In a letter dated Saturday, Randy Woodbury said “I made no ‘determinations’ on this contractor and was never asked to.”

Dunkirk Department of Public Works Director Randy Woodbury is vigorously distancing himself from a contractor’s lawsuit against the city.

H.H. Rauh Contracting of Jamestown sued the city over a declaration that the company was a non-responsible bidder on a demolition project. The city and Woodbury are named as co-defendants in the Aug. 22 state Supreme Court lawsuit.

The OBSERVER attempted to text Woodbury on Thursday morning for a comment about the case. He didn’t initially respond and an article about the case ran in Saturday’s edition. However, Woodbury texted early Saturday morning after seeing the article — and stated he had not received the original message.
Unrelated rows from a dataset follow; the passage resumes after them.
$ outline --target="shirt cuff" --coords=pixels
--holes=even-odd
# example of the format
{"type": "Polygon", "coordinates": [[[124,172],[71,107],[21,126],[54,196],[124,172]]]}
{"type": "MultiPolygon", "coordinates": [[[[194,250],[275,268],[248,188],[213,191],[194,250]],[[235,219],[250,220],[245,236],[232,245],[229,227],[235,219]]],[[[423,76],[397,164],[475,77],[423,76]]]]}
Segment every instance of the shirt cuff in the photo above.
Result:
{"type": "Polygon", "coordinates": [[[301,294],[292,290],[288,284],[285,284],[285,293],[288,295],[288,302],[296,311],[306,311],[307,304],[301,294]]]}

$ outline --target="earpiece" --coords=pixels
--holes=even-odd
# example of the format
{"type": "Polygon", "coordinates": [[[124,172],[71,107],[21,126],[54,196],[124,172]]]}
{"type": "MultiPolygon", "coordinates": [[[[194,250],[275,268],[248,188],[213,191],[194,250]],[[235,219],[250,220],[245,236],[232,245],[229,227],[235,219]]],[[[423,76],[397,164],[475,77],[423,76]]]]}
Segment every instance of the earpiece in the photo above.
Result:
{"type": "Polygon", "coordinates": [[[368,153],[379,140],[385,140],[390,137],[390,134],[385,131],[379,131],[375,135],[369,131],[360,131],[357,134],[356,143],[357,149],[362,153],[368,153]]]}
“DPW does not do the bids for anything other than public works projects, these were all (city Planning and) Development Department Division of Building and Zoning projects done under their exclusive authority on their own,” Woodbury wrote.

“I made no ‘determinations’ on this contractor and was never asked to,” he continued. “I have used them before and would not exclude them from DPW projects if they met specifications, and were in good standing with the NYS Department of Labor, which had disqualified them unfortunately for some issues about 10 years ago.”

Woodbury subsequently sent the OBSERVER a formal letter — which also went to John Rauh of H.H. Rauh Contracting — where he defended himself further. The letter was dated Saturday.

“DPW has all of its bids, by city charter and code, accepted or rejected formally by city Common Council public and numbered resolutions, and that is where the DPW director would make any determinations of non-responsible contracting,” Woodbury wrote in the letter.

He added, “That has never been done relative to the suing companies, except for when the state Department of Labor forced the city to reject their bid for Senior Center paving about 10 years ago when companies associated with Rauh had been banned for public work bidding for five years by the Department of Labor (but I do not know those details and obviously and fortunately the ban is now gone).”

Woodbury attached a city government organizational flow chart, highlighting the fact that Public Works and Planning and Development are completely separate departments. “All departments separately and independently follow city procurement and city charter and city code requirements,” he wrote.

The DPW head stated in his final sentences that he first saw the lawsuit when the OBSERVER forwarded him a copy, and that City Attorney Elliot Raimondo “had not even seen the lawsuit, which I then forwarded to him.”

Woodbury added that Raimondo told him that the Planning and Development Department made the original non-responsible bidder determination about H.H. Rauh.